In het geval er een concreet vermoeden is dat een wethouder, raadslid of de burgemeester een regel van de gedragscode heeft overtreden, kan er opdracht gegeven worden een onderzoek hiernaar te verrichten.

Het sanctioneren van schendingen van de code

Artikel 6.9

Als is komen vast te staan dat er sprake is van overtreding van een regel van de gedragscode dan kan dit leiden tot een sanctie.

Toelichting op sancties

Als is komen vast te staan dat een bestuurder een regel van de gedragscode heeft overtreden, dan kan dit tot een sanctie leiden. Deze sanctie dient proportioneel te zijn. Bij het bepalen van de sanctie spelen de aard van de schending en de context waarbinnen de schending heeft plaatsgevonden, een belangrijke rol.

Niet alle schendingen zijn even zwaar en moeten of kunnen op dezelfde manier worden gesanctioneerd.

Schendingen die de zuiverheid van de besluitvorming raken, zoals belangenverstrengeling, corruptie en sommige kwesties rondom het gebruik van informatie, raken aan de kerntaak van bestuurders en zijn om die reden het ernstigst.
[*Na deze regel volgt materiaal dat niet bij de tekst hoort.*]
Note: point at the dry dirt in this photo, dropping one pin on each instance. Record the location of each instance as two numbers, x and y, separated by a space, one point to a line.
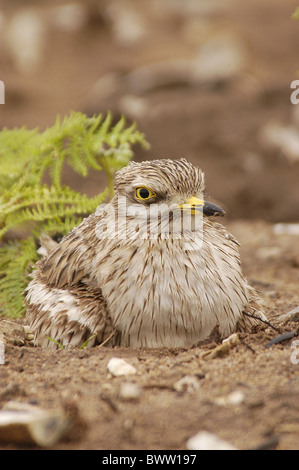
218 128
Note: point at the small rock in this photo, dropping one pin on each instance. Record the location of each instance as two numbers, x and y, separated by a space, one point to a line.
32 425
13 333
234 398
222 349
207 441
189 384
286 229
117 367
130 391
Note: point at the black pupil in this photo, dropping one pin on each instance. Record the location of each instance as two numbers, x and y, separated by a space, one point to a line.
144 193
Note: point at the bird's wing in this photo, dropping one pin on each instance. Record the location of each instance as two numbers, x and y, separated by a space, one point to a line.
68 263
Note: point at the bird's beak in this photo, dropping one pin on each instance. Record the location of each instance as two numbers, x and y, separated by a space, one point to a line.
194 204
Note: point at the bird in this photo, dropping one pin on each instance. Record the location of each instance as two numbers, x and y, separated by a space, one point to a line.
151 268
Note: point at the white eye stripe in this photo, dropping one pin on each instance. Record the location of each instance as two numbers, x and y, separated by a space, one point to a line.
144 193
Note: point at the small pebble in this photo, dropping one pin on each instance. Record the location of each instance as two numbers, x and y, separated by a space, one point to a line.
130 391
117 367
208 441
188 384
234 398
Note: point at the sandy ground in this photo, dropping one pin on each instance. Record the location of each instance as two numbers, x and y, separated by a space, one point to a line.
163 416
219 126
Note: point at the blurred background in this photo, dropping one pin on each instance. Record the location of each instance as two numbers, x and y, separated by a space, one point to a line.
208 80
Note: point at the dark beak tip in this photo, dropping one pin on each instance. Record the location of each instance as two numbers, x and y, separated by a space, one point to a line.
213 210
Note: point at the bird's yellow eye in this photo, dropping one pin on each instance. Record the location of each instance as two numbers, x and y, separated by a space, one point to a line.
144 193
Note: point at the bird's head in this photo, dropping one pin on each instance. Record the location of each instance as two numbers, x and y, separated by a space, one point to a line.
177 184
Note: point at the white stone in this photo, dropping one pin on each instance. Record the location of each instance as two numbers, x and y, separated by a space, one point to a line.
117 367
207 441
234 398
188 384
130 391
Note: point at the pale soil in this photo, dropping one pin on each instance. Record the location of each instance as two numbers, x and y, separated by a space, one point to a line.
220 129
163 418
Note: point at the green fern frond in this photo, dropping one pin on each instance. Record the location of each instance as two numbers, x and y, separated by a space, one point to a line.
26 156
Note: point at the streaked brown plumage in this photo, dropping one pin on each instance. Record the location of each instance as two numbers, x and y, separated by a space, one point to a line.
118 281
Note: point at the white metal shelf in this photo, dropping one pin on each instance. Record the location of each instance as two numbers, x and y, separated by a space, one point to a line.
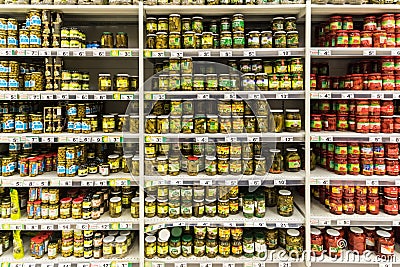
320 176
105 222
Hier zijn de gevolgen voor burgers en het vertrouwen van burgers in het openbaar bestuur het meest in het geding. Bij dergelijke schendingen passen in de regel dan ook de zwaarste sancties. Een te lichte sanctie die volgt op een ernstige schending kweekt onbegrip en tast de geloofwaardigheid aan; hetzelfde geldt voor een te zware sanctie op een lichte schending.
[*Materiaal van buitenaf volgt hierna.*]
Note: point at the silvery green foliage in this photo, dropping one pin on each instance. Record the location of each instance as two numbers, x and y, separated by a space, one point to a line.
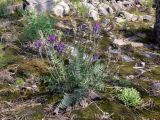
130 97
77 77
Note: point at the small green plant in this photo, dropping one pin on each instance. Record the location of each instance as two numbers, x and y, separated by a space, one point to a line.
5 11
130 97
19 81
76 77
34 24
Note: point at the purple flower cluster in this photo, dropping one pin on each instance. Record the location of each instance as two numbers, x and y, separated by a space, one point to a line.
95 57
83 27
59 47
38 44
96 28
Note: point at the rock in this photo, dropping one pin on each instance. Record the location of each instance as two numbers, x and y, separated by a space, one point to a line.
136 44
40 6
155 88
128 16
58 8
151 55
141 35
94 14
126 58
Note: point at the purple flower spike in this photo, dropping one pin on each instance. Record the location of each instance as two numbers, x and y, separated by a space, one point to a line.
96 28
52 38
96 57
59 47
37 44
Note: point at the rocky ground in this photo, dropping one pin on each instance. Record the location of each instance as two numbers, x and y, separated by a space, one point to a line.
129 35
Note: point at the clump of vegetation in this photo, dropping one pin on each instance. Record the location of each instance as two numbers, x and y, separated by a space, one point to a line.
130 97
34 24
77 75
5 10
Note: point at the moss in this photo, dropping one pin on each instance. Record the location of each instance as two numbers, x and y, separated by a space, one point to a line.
126 69
88 113
9 59
34 66
153 74
9 95
33 113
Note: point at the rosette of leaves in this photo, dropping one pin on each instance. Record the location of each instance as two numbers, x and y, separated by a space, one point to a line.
34 24
130 97
76 77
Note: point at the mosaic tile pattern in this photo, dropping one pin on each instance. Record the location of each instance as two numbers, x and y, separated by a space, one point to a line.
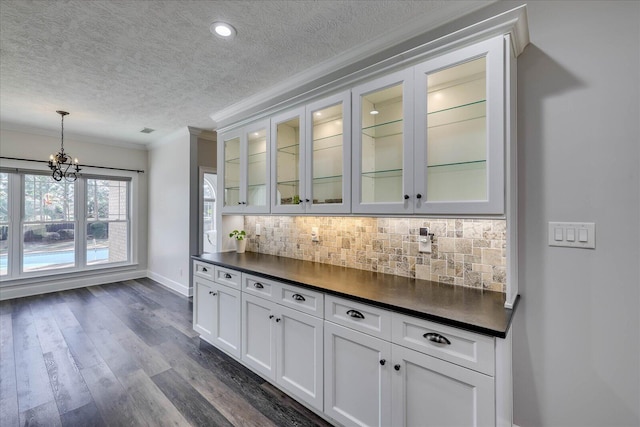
465 252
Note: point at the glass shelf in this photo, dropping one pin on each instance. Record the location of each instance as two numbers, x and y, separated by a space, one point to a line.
327 179
391 173
290 149
384 129
445 165
294 183
457 114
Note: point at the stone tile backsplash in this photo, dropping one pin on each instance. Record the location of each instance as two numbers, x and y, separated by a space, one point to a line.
465 252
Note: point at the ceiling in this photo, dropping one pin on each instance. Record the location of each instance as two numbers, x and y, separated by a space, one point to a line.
121 66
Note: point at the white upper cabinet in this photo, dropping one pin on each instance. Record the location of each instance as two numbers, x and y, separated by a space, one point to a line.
460 131
431 139
328 159
244 154
311 158
383 145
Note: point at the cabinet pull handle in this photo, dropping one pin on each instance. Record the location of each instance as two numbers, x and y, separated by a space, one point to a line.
355 314
437 338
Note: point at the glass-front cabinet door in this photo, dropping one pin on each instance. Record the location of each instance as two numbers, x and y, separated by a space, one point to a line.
245 154
459 136
383 138
288 161
328 162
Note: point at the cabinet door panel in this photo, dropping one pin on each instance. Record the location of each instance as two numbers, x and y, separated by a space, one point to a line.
383 145
204 308
430 392
227 332
459 145
258 339
357 385
300 357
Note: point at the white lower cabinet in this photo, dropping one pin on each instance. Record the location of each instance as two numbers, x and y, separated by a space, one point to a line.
285 346
357 377
427 391
363 365
216 314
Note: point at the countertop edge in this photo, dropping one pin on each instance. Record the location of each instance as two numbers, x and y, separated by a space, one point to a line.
498 333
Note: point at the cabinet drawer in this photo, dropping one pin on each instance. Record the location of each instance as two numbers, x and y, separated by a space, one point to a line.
258 286
464 348
301 299
364 318
204 270
227 276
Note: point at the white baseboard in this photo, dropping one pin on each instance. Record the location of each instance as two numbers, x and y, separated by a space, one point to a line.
171 284
40 286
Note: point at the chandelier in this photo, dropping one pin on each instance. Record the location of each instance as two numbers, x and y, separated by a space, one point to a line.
61 163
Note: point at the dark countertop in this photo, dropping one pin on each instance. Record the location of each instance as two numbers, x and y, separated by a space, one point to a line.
473 309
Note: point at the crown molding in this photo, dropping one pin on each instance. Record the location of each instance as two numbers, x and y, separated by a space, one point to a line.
380 56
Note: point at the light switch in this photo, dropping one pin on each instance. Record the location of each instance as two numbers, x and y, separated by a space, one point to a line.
583 235
571 234
558 234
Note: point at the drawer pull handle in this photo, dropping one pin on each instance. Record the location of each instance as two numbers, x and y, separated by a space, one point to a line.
437 338
355 314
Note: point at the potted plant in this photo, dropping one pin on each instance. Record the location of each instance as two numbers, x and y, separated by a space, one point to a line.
241 243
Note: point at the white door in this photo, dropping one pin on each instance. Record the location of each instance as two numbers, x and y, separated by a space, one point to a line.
299 355
204 306
357 377
226 333
431 392
208 185
258 335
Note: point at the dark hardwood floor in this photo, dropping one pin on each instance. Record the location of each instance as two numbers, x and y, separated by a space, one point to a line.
125 354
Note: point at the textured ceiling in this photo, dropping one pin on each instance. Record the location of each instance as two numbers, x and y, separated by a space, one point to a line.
120 66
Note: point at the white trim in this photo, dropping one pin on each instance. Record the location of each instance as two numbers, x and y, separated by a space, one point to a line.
64 283
381 55
171 284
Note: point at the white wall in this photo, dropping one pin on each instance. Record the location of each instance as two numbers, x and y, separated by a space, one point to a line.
577 331
37 144
169 204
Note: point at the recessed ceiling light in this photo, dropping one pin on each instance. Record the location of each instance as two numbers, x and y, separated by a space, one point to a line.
222 30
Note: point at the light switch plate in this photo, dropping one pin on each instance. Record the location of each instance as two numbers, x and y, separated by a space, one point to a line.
572 234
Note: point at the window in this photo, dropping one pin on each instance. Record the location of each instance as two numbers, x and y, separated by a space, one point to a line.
4 223
62 225
107 221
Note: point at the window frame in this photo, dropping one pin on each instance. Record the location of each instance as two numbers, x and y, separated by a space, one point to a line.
15 244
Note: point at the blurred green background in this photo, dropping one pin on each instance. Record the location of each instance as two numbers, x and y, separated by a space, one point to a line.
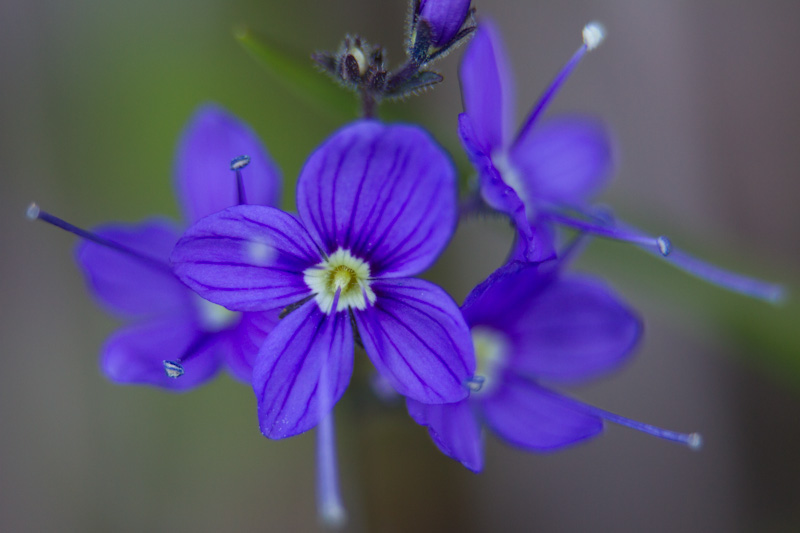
703 98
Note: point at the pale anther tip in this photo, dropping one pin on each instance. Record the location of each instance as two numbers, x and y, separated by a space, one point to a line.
475 383
664 245
593 35
32 213
695 441
333 516
238 163
173 369
778 296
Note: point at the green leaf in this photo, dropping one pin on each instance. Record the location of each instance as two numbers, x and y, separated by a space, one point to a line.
299 75
766 335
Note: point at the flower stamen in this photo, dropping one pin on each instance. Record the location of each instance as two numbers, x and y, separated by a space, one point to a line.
34 212
237 164
340 282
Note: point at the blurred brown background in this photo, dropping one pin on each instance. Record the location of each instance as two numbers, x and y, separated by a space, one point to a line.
703 98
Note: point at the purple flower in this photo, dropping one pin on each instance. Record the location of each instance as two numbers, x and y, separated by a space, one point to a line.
548 172
173 326
528 325
376 204
444 19
563 161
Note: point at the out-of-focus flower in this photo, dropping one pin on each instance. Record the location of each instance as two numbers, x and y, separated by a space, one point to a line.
565 161
376 205
548 172
175 333
529 324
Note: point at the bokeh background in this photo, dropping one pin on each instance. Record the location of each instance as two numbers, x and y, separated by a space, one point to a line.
703 98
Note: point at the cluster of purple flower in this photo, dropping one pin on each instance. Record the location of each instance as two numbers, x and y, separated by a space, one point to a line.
281 300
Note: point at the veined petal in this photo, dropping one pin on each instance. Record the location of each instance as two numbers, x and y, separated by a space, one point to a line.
246 341
246 258
203 178
564 160
566 329
307 355
417 338
134 355
487 88
533 418
129 286
453 428
386 193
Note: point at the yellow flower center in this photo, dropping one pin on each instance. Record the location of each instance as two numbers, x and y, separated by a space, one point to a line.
343 273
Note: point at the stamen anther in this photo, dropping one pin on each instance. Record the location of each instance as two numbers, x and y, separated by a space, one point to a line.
33 211
695 441
238 163
475 383
593 34
664 245
173 369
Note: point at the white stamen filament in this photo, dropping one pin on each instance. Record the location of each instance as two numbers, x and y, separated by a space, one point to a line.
593 35
341 272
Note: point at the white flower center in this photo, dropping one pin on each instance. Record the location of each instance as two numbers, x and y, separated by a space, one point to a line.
491 348
214 317
344 273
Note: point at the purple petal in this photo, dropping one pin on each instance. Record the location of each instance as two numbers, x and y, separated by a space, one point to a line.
573 329
534 418
246 258
532 245
386 193
499 300
558 328
246 341
306 360
417 338
445 18
126 285
135 355
203 178
453 428
487 88
565 160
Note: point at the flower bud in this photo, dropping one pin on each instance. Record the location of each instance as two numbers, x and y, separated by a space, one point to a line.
444 17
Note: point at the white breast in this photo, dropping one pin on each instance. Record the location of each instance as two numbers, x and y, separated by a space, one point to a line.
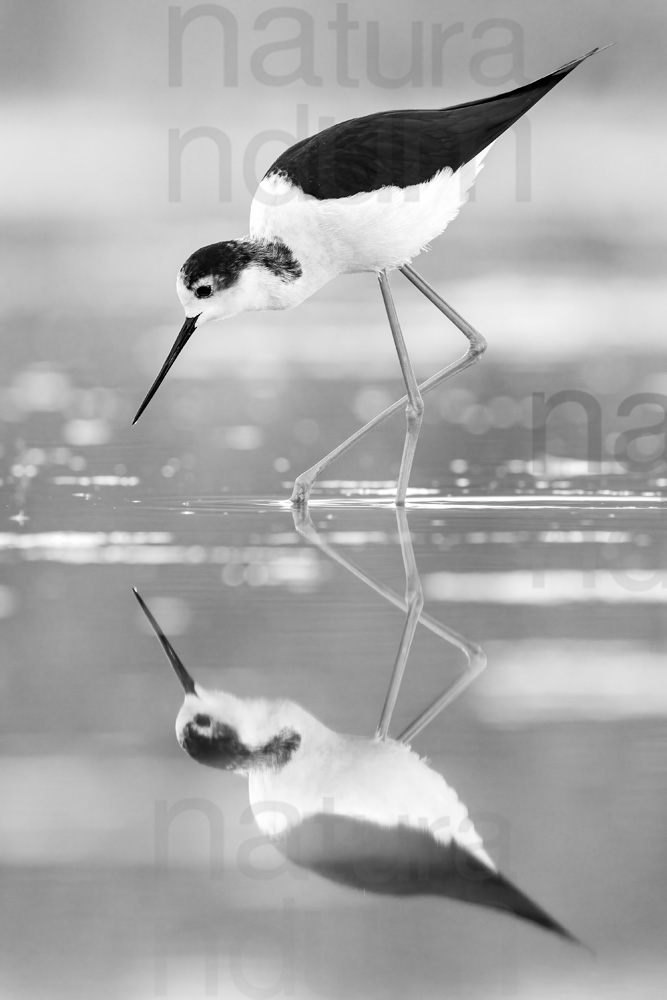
381 781
363 232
Van belang is vervolgens om zowel verzwarende als verzachtende omstandigheden in kaart te brengen. Was er sprake van opzet? Van naïviteit? Is de bestuurder onder druk gezet van zijn partijgenoten of anderen? Hoe ernstiger de schending en hoe duidelijker de regel is die is overtreden, hoe minder snel er een verzachtende omstandigheid zal worden aangenomen.
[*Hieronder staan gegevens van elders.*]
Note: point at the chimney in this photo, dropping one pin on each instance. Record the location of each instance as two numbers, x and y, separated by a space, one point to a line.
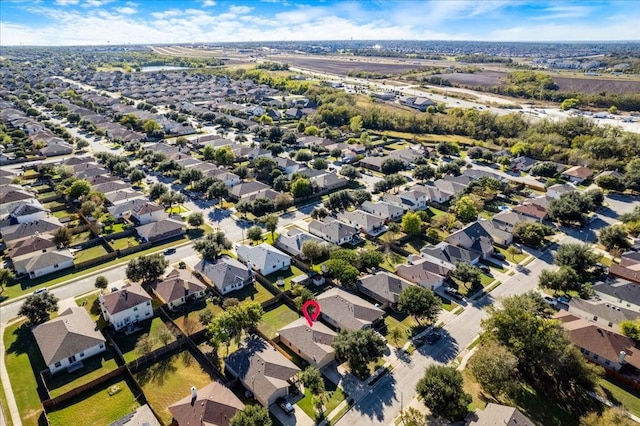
621 356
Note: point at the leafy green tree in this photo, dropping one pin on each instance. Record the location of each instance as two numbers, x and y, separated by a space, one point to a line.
254 233
495 368
579 257
411 224
5 277
252 415
468 274
211 245
441 390
38 307
146 268
101 282
419 302
466 210
359 348
614 236
195 219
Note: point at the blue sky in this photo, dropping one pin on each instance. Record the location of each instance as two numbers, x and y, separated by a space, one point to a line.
88 22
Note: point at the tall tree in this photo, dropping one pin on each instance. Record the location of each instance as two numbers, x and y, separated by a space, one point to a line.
419 302
441 390
38 307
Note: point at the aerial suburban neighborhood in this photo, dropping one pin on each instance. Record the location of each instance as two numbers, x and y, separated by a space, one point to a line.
162 229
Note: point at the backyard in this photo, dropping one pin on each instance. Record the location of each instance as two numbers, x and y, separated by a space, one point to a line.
112 401
275 319
169 380
154 328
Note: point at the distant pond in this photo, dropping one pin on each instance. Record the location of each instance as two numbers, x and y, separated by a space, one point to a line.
155 68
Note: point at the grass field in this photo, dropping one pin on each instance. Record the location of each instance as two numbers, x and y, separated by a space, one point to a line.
275 319
23 362
170 380
97 408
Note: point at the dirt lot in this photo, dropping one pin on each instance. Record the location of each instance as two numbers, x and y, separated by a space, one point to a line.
342 67
565 84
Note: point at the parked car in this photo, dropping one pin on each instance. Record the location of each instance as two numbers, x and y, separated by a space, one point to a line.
285 406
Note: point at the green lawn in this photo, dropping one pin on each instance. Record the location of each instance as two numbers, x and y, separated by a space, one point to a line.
620 394
94 367
335 394
287 275
275 319
98 407
127 344
90 253
256 292
24 361
170 380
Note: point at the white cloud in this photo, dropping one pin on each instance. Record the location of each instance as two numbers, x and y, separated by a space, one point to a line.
126 10
240 10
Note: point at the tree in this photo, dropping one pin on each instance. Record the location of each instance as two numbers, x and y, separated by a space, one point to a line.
359 348
195 219
350 172
411 224
254 233
5 276
579 257
466 210
614 236
631 329
423 172
531 234
157 190
38 307
62 236
271 223
252 415
441 390
419 302
78 188
146 268
312 250
495 368
468 274
101 282
211 245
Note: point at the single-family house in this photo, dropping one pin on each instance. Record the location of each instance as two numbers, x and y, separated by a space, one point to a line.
40 264
384 287
161 230
226 274
148 212
555 191
334 231
213 405
264 258
126 306
386 211
346 311
262 370
293 239
365 222
424 272
68 339
313 344
604 347
577 174
178 287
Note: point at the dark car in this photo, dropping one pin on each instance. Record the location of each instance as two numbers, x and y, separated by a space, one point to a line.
499 256
285 406
433 337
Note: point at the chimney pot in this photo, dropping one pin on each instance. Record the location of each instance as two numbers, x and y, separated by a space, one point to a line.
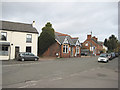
88 36
33 24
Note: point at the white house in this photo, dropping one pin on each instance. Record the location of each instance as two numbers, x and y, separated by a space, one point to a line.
17 37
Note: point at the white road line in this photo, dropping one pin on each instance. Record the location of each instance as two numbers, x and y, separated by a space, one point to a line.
58 78
19 64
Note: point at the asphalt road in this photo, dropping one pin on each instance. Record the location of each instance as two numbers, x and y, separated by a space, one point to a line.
83 72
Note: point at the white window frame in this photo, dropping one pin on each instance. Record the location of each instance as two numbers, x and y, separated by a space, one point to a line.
77 50
66 47
5 34
30 37
86 44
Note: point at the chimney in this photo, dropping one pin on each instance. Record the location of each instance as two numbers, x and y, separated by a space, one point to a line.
88 36
95 38
33 24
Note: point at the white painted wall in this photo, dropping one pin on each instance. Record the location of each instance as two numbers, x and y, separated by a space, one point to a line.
19 39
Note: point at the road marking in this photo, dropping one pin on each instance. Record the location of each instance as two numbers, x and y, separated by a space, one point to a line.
58 78
29 84
19 64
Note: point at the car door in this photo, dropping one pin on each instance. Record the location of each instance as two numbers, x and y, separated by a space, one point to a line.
31 56
26 56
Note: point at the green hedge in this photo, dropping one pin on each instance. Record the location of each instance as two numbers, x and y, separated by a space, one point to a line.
46 38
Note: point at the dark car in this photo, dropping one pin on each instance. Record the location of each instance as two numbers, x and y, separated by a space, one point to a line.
116 54
110 56
83 54
27 56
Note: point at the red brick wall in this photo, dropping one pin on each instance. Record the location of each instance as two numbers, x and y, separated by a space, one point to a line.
98 47
65 55
52 50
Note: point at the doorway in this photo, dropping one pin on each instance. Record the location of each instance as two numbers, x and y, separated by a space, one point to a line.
16 51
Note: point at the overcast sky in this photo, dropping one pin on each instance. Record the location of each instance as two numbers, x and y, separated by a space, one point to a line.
74 18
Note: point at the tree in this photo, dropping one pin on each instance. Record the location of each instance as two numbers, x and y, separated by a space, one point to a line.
46 38
111 43
106 42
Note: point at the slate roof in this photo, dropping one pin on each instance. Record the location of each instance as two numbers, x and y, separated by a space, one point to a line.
60 37
96 41
74 40
19 27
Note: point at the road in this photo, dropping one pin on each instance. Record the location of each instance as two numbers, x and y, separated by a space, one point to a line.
83 72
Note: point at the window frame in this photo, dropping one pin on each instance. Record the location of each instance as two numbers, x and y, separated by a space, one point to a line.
77 50
30 48
4 50
29 38
65 48
1 36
Er zijn verschillende 'sancties' die aan de orde kunnen zijn voor bestuurders:

  • Aanspreken

  • Publiek excuus

  • Afkeuring door partijen

  • Motie van treurnis

  • Motie van wantrouwen

  • Schorsing en ontslag bestuurder

  • Strafrechtelijke vervolging

De wet biedt de mogelijkheid tot het toepassen van verschillende formele sancties. Sommige overtredingen van de gedragscode leveren daarnaast ook een strafbaar feit op waarvan aangifte kan of moet worden gedaan en die kunnen leiden tot strafrechtelijke vervolging.

Ondertekening


Noot
1

Agressie of geweld van burgers tegen bestuurders kunnen de besluitvorming beïnvloeden. Een bestuurder mag zich ook door agressie en geweld niet laten beïnvloeden. In voorkomende gevallen wordt aangeraden contact op te nemen met de gemeentesecretaris.